Spring Lake Township today has a number of unincorporated communities or subdivisions, including Parkland, Talbott, Lakewood Terrace, and Smith-Rakestraw. The oldest of them, Parkland, has the smallest population of the four, having dwindled to a farm and a few homes.
John Drury’s “This is Tazewell County, Illinois” (1954), page 297, offers this description of Parkland:
“Only community of Spring Lake Township is Parkland, which in 1950 had a population of 20. It is located southwest of Pekin on the Chicago & Illinois Midland Railroad and is served by the post office in nearby Manito (Mason County). Among the first settlers of Spring Lake Township were the McLeashes, Hibbards and Claytons. Another early settler was Joseph Offut, who built a log cabin on the border of Spring Lake in the southwest corner of the township.”

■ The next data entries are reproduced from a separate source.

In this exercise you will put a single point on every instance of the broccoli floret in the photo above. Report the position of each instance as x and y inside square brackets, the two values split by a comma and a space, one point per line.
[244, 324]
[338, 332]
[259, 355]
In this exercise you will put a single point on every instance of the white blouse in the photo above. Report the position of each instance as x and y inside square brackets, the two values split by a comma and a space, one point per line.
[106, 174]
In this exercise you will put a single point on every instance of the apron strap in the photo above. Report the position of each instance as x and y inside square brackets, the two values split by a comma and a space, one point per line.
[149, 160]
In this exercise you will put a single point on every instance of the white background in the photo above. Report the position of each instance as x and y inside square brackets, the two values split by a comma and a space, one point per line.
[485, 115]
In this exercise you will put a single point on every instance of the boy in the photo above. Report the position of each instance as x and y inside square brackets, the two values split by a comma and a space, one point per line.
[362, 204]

Parkland started out in the 1800s as the small pioneer farming settlement of Prettyman, named for Benjamin S. Prettyman on whose farmland the settlement had been established. However, on Sept. 7, 1860, the settlement, which by then was designed as a railroad depot, was formally platted as “Hainesville.” Both the Prettyman and Haines families were early pioneer settlers of Pekin, and Benjamin S. Prettyman, who held great swaths of land in Tazewell County, served Pekin as city attorney and was later elected mayor of Pekin.
Even though the community’s name was Hainesville, the settlement’s Post Office address throughout the latter 1800s continued to be designated as “Prettyman.” In 1899, however, Hainesville was renamed “Parkland” – and this time the U.S. Postal Service went along with the name change. Parkland had its own post office until 1918.
The official plat of Hainesville (Parkland) resembles a checkerboard, with four streets going northwest to southeast (Prairie, Main, Highland, and South) and four intersecting streets going southwest to northeast (First, Second, Third, and Fourth, with the numbers starting at the street along the railroad). There is no trace of most of those streets today. Third Street is today called Parkland Road, while Prairie Street is Spring Lake Road. Aerial photographs today show evidence of a faint trail along what was, or would have been, Fourth Street, and an unpaved footpath exists today along the track of South Street.
The railroad on Parkland’s southeast border still operates today, but it has been long since Parkland has had a depot.